Marquise Copeland

No. 51 – Hamilton Tiger-Cats
- Position: Defensive end
- Roster status: Suspended
- CFL status: American

Personal information
- Born: May 9, 1997 (age 29) Cleveland, Ohio, U.S.
- Listed height: 6 ft 2 in (1.88 m)
- Listed weight: 287 lb (130 kg)

Career information
- High school: Bedford (OH)
- College: Cincinnati
- NFL draft: 2019: undrafted

Career history
- Los Angeles Rams (2019–2023); Hamilton Tiger-Cats (2025–present)*;
- * Offseason and/or practice squad member only

Awards and highlights
- Super Bowl champion (LVI); Second-team All-AAC (2018);

Career NFL statistics
- Total tackles: 43
- Sacks: 1
- Stats at Pro Football Reference

= Marquise Copeland =

American football player (born 1997)

Marquise Copeland (born May 9, 1997) is an American professional football defensive end for the Hamilton Tiger-Cats of the Canadian Football League (CFL). He was signed by the Los Angeles Rams as an undrafted free agent in 2019 following his college football career at Cincinnati.

==Professional career==

Pre-draft measurables
| Height | Weight | Arm length | Hand span | Wingspan | 40-yard dash | 10-yard split | 20-yard split | 20-yard shuttle | Three-cone drill | Vertical jump | Broad jump | Bench press |
| 6 ft 2+1⁄8 in (1.88 m) | 281 lb (127 kg) | 32 in (0.81 m) | 9+3⁄8 in (0.24 m) | 6 ft 5+1⁄4 in (1.96 m) | 5.00 s | 1.82 s | 2.93 s | 4.84 s | 7.50 s | 30.5 in (0.77 m) | 9 ft 2 in (2.79 m) | 26 reps |
All values from Pro Day

===Los Angeles Rams===
Copeland signed with the Los Angeles Rams as an undrafted free agent following the 2019 NFL draft on May 14, 2019. He was waived during final roster cuts on August 31, 2019, and signed to the team's practice squad the next day.

Copeland was signed to a reserve/futures contract with the Rams on January 9, 2020. He was waived during final roster cuts on September 5, 2020, and signed to the team's practice squad the next day.
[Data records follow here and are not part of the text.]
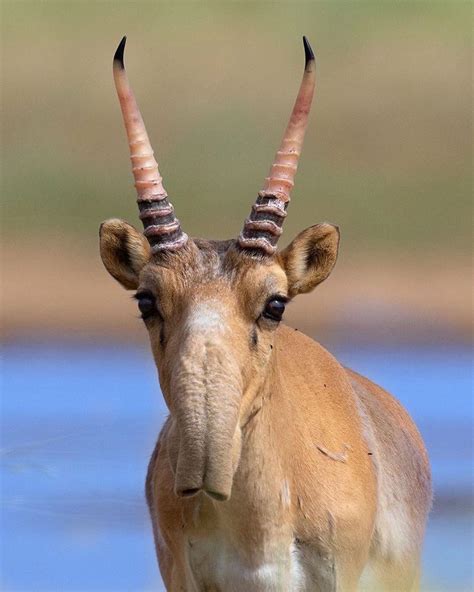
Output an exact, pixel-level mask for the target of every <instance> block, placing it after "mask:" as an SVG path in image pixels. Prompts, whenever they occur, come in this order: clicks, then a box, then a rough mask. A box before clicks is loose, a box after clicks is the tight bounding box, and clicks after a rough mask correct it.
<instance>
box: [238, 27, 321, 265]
mask: <svg viewBox="0 0 474 592" xmlns="http://www.w3.org/2000/svg"><path fill="white" fill-rule="evenodd" d="M303 45H304V52H305V68H304V73H303V80H302V81H301V86H300V89H299V92H298V96H297V97H296V101H295V105H294V107H293V111H292V113H291V117H290V121H289V122H288V125H287V128H286V131H285V134H284V136H283V140H282V142H281V145H280V149H279V150H278V152H277V153H276V156H275V160H274V163H273V165H272V167H271V169H270V173H269V175H268V177H267V178H266V179H265V185H264V187H263V189H262V190H261V191H259V193H258V197H257V200H256V202H255V204H254V205H253V206H252V212H251V214H250V217H249V218H248V219H247V220H246V221H245V224H244V227H243V230H242V232H241V233H240V236H239V239H238V242H239V245H240V247H241V248H243V249H252V250H258V251H263V252H264V253H265V254H266V255H273V253H275V251H276V244H277V242H278V239H279V237H280V235H281V233H282V225H283V221H284V219H285V217H286V209H287V207H288V204H289V202H290V191H291V189H292V188H293V185H294V178H295V174H296V169H297V167H298V159H299V156H300V154H301V148H302V146H303V139H304V134H305V131H306V127H307V124H308V116H309V111H310V108H311V101H312V99H313V94H314V88H315V85H316V64H315V60H314V54H313V50H312V49H311V46H310V44H309V41H308V40H307V39H306V37H303Z"/></svg>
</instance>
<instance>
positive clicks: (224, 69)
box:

He was elevated to the active roster on September 12 for the week 1 game against the Dallas Cowboys, and then reverted to the team's practice squad following the game. He was placed on the practice squad/COVID-19 list by the team on December 22, 2020, and restored to the practice squad on December 26. On January 18, 2021, Copeland signed a reserve/futures contract with the Rams.

On August 31, 2021, Copeland was waived by the Rams and re-signed to the practice squad the next day. He was promoted to the active roster on November 26, 2021. Copeland became a Super Bowl champion when the Rams defeated the Cincinnati Bengals.

On March 27, 2023, Copeland re-signed with the Rams. He was waived on August 29, 2023 and re-signed to the practice squad. He was not signed to a reserve/future contract after the season and thus became a free agent when his practice squad contract expired.

===Hamilton Tiger-Cats===
Deen signed with the Hamilton Tiger-Cats of the Canadian Football League (CFL) on April 28, 2025. He was placed on the team's reserve/suspended list on May 17, 2025.